What I find odd about all the discourse on this question is that no one points out that you have to get out of the car to pay a desk agent at least in most cases. Therefore there's a fundamental question of whether it's worth driving 50m parking, paying, and then getting back in the car to go to the wash itself versus instead of walking a little bit further to pay the agent and then moving your car to the car wash.

hmokiguess 2 hours ago||

That's a great point, you actually reminded me of when I used to live in this small city and they had a valet style car wash. It was not unheard of to head there walking with your keys and tell the guy running shop where you parked around the block then come back later to pick it up.

EDIT: I actually think this is very common in some smaller cities and outside of North America. I only ever seen a drive-by Car Wash after emigrating

padjo 3 hours ago||

You pay at the car wash where I live.

redwood 3 hours ago||

Are you referring to one that is more like a drive-thru where you literally pay while you're in line?

padjo 2 hours ago||

You drive up to the car wash, there's a little terminal with a screen and a card reader. You pick the program, pay for it and drive into the machine. Can't remember the last time I got out of my car when getting it washed.

wisty 4 hours ago||

IMO it's not just intelligence.

I think it's related to syncophancy. LLM are trained to not question the basic assumptions being made. They are horrible at telling you that you are solving the wrong problem, and I think this is a consequence of their design.

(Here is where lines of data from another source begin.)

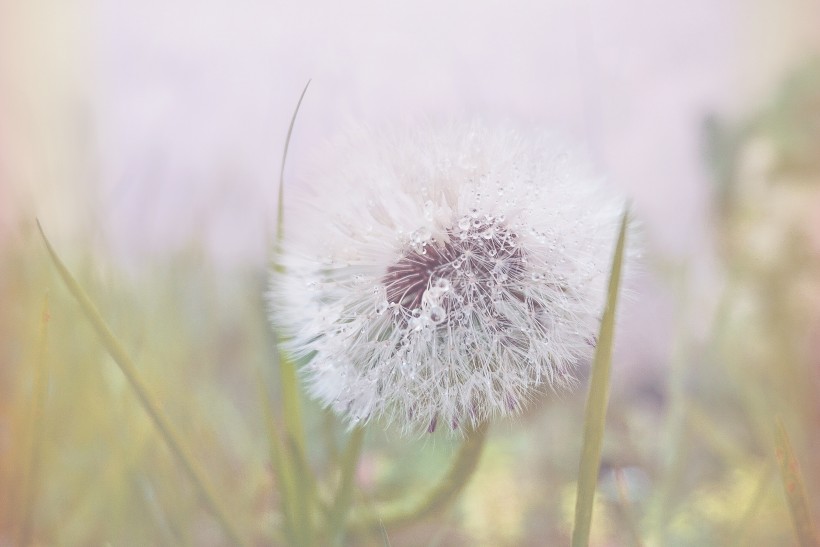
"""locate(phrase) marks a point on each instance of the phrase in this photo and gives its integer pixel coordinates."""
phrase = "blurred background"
(147, 138)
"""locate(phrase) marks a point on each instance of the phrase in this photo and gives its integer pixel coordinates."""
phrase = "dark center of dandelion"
(472, 263)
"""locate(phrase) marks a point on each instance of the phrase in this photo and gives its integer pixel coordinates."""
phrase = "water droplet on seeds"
(442, 283)
(437, 314)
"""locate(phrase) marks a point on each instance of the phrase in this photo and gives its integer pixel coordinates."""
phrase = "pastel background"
(147, 138)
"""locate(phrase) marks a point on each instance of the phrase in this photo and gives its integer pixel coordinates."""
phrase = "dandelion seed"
(444, 276)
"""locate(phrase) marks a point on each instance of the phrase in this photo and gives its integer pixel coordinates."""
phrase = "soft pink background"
(151, 124)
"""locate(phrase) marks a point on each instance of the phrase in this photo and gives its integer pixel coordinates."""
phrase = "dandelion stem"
(461, 470)
(163, 424)
(597, 399)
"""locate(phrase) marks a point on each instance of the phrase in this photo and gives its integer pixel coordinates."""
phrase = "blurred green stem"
(37, 415)
(438, 497)
(154, 409)
(341, 504)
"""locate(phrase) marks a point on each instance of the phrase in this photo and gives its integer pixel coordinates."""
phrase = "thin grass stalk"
(794, 488)
(597, 400)
(32, 477)
(282, 467)
(154, 409)
(627, 507)
(344, 495)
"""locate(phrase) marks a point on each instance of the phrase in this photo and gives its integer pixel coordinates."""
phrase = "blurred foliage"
(687, 461)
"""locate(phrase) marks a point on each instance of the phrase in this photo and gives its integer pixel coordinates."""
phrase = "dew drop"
(442, 284)
(437, 314)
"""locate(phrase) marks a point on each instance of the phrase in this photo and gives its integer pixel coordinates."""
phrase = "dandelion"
(443, 276)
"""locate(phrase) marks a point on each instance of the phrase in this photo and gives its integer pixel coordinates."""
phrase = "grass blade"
(344, 495)
(163, 424)
(597, 402)
(795, 489)
(402, 513)
(282, 468)
(32, 481)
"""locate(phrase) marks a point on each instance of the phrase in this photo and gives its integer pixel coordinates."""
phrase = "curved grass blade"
(597, 402)
(163, 424)
(294, 430)
(795, 489)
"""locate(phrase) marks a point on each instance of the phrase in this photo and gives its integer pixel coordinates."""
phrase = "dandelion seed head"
(445, 275)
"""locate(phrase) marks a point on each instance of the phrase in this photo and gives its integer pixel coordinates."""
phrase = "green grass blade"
(402, 513)
(154, 409)
(282, 468)
(795, 489)
(341, 504)
(597, 402)
(32, 477)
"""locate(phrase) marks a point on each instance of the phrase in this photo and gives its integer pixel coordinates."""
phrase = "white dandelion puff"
(444, 276)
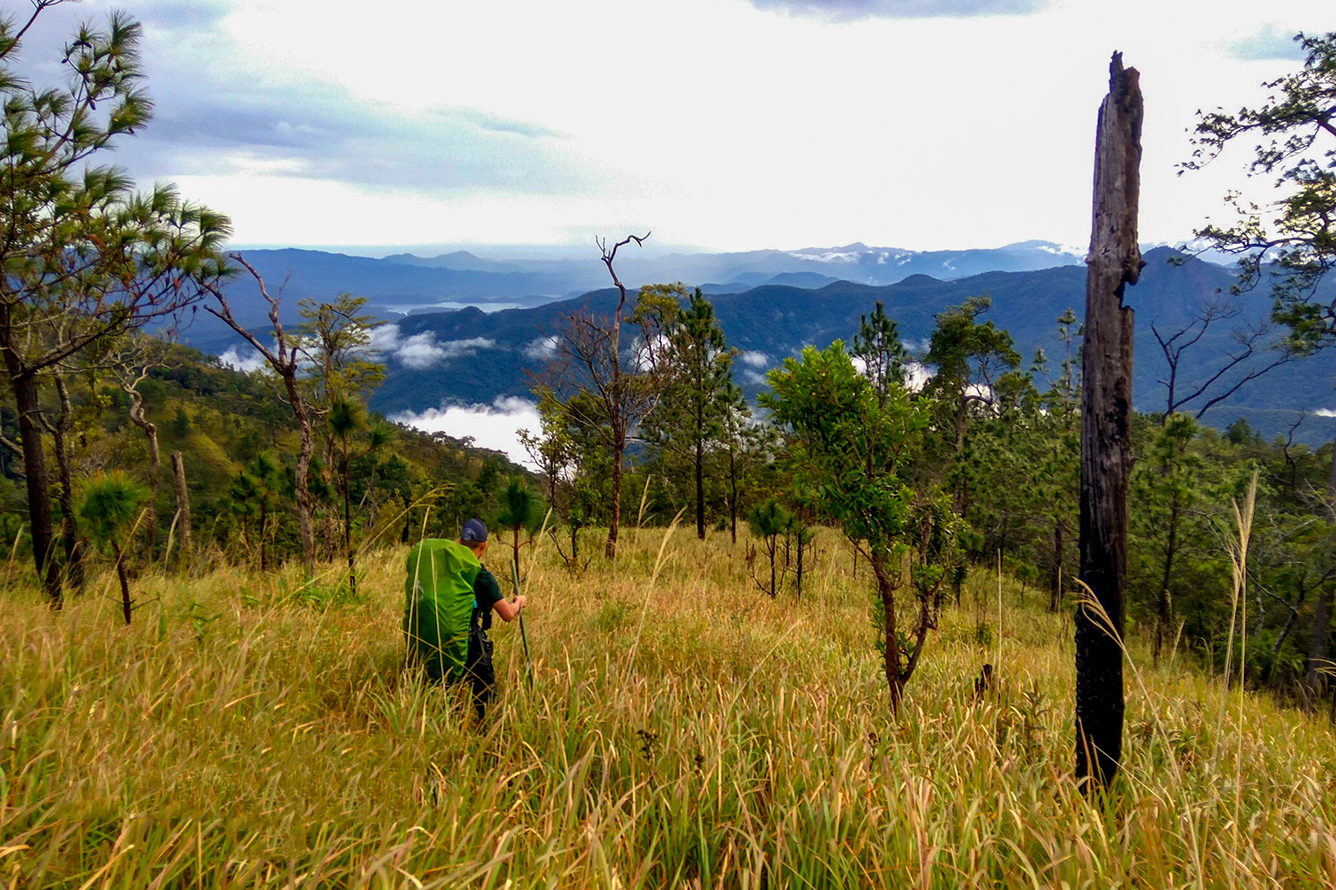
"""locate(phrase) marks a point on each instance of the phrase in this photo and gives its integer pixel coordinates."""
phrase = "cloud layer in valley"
(901, 8)
(493, 425)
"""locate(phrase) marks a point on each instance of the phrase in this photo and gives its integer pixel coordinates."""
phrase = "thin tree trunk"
(1317, 647)
(611, 547)
(140, 420)
(124, 581)
(1056, 572)
(891, 659)
(1164, 607)
(187, 541)
(1114, 262)
(348, 525)
(299, 471)
(799, 584)
(35, 472)
(1320, 639)
(64, 465)
(700, 485)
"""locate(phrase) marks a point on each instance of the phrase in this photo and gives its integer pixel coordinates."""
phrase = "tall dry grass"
(683, 730)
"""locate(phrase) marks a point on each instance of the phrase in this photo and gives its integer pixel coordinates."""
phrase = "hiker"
(448, 611)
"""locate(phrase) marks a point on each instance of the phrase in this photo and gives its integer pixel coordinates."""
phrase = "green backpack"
(438, 606)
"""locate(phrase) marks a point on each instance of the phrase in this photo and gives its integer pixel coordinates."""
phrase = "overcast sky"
(724, 124)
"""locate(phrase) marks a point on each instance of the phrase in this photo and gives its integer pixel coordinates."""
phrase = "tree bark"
(1114, 262)
(68, 516)
(150, 429)
(187, 543)
(1164, 606)
(732, 495)
(700, 485)
(1056, 572)
(609, 549)
(126, 603)
(35, 475)
(286, 365)
(1320, 640)
(891, 640)
(1317, 646)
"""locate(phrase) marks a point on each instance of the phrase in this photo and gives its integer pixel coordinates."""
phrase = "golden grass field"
(683, 731)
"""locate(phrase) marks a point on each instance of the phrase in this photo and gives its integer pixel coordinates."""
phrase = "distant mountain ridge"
(405, 283)
(485, 356)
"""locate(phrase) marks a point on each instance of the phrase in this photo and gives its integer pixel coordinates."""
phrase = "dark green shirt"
(486, 594)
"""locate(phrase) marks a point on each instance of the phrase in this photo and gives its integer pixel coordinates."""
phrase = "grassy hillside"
(683, 731)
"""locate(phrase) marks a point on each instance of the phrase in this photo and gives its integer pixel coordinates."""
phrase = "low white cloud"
(917, 376)
(541, 348)
(246, 362)
(493, 425)
(755, 360)
(422, 350)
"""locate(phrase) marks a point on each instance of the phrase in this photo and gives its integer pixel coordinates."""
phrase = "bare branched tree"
(285, 360)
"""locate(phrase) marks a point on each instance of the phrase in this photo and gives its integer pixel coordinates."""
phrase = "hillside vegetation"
(680, 731)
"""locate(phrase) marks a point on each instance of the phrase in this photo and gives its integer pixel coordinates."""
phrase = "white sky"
(716, 123)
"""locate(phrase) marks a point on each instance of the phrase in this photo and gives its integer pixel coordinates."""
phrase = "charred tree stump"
(1113, 263)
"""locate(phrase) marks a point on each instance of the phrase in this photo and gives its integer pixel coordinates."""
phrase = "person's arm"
(508, 610)
(488, 594)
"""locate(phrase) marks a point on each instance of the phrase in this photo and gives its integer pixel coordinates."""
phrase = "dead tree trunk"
(286, 364)
(178, 475)
(1114, 262)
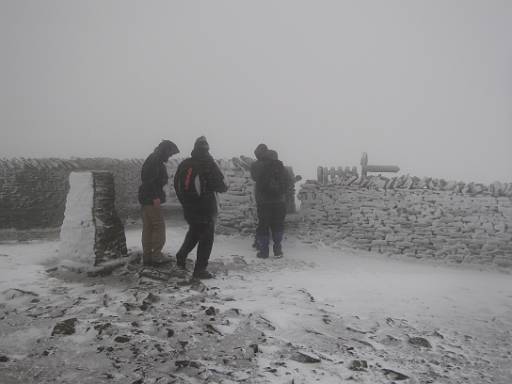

They are meant to get "upvotes" from the person asking the question, so they don't want to imply you are making a fundamental mistake, even if it leads you into AI induced psychosis.

Or maybe they are just that dumb - fuzzy recall and the eliza effect making them seem smart?

tsimionescu 3 hours ago||

A perfectly fine, sycophantic response, that doesn't question the premises in any way, would be "That's a great question! While normally walking is better for such a short distance, you'd need to drive in this case, since you need to get the car to the car wash anyway. Do you want me to help with detailed information for other cases where the car is optional?" or some such.

nomel 3 hours ago|||

Gemini is the only AI that seems to really push back and somewhat ignores what I say. I also think it's a total dick, and never use it, so maybe the motivation to make them a bit sycophants is justified, from a user engagement perspective.

HPsquared 3 hours ago||

I think there's also an "alignment blinkers" effect. There is an ethical framework bolted on.

EDIT: Though it could simply reflect training data. Maybe Redditors don't drive.